Gustira mungkin sudah berada dititik lelah, Gustira ingin menyerah, Gustira mengaku kalah, namun dia masih ragu untuk pergi. Pria itu menyayat tangannya tetapi tidak sampai memutus nadinya. Karena dia takut Bita membesarkan anak mereka sendirian, lalu putranya menjadi seperti dirinya. Tak mendapatkan kasih sayang.

“Gustira,” Bita memanggil pria yang sudah mengisi hari-harinya beberrapa bulan terakhir ini. “Bagaimana kodisi lo?”

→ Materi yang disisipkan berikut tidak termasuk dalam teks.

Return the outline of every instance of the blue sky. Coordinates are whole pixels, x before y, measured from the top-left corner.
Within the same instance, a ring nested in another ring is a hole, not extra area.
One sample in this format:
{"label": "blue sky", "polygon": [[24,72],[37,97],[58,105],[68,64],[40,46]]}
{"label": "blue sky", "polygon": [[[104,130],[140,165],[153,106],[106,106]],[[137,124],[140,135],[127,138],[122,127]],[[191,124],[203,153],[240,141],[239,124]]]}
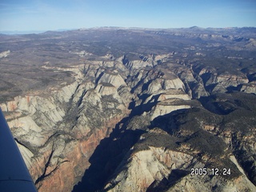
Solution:
{"label": "blue sky", "polygon": [[0,31],[256,26],[255,0],[0,0]]}

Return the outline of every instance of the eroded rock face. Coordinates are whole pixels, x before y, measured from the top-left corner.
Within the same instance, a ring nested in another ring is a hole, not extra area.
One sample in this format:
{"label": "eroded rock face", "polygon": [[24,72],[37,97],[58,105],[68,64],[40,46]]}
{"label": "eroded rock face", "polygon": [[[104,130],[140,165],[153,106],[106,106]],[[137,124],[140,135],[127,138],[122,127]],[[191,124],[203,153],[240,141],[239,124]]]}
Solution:
{"label": "eroded rock face", "polygon": [[254,191],[256,35],[241,30],[18,37],[0,107],[38,191]]}

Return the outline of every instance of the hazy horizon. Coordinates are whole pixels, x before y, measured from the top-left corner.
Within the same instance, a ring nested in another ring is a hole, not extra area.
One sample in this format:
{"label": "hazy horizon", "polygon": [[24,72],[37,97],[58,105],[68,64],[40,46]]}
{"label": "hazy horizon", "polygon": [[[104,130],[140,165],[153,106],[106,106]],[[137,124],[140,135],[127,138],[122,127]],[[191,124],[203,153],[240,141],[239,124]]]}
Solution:
{"label": "hazy horizon", "polygon": [[2,0],[0,31],[46,31],[100,26],[255,27],[253,0]]}

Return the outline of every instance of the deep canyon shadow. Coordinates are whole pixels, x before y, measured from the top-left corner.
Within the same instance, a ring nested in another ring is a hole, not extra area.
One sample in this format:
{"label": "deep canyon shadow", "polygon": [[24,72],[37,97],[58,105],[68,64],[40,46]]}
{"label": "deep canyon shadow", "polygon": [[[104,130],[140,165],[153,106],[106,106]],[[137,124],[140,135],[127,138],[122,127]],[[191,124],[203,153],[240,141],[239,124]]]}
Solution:
{"label": "deep canyon shadow", "polygon": [[145,133],[142,130],[126,130],[126,122],[129,118],[123,118],[116,125],[110,137],[101,141],[89,159],[90,166],[86,170],[82,181],[74,186],[74,192],[102,190],[126,154]]}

Angkasa berdecak, dia kesal dengan Bita yang bersikap biasa-biasa saja padahal luka di kakinya berdarah-darah. Entah keberanian dari mana membuat Angkasa berbicara sarkas seperti ini. “Lo kalo mau peduli sama orang lain, setidaknya lo peka sama kondisi badan lo sendiri, Bit. Mau pingsan dulu baru di obatin?”

Kepalanya pening luar biasa, badannya lemas tak bertenaga, dia bahkan lupa kapan terakhir makan dan minum. Gustira kembali mencoba membuka mata, dia menggerakkan tubuhnya, melirik wanita yang tak asing lagi. Tatapan Gustira sendu, wajah Bita menenangkan jiwanya yang kosong, sudut bibir Gustira berkedut, dia bahagia Bita memperhatikannya setelah berbagai cara agar bisa mendapatkan maafnya.

“Lo berdarah,” ujar Gustira dengan suara serak, dia mencoba bangkit tapi tak bisa karena perutnya diduduki oleh Lantra.

Seka yang juga tak tahan lagi melihat luka Bita mendekati wanita itu. Seka melepas jaket miliknya, dia jongkok, membersihkan kaki Bita dari darah. “Kaki lo perlu di obati sebelum lo kekurangan darah.”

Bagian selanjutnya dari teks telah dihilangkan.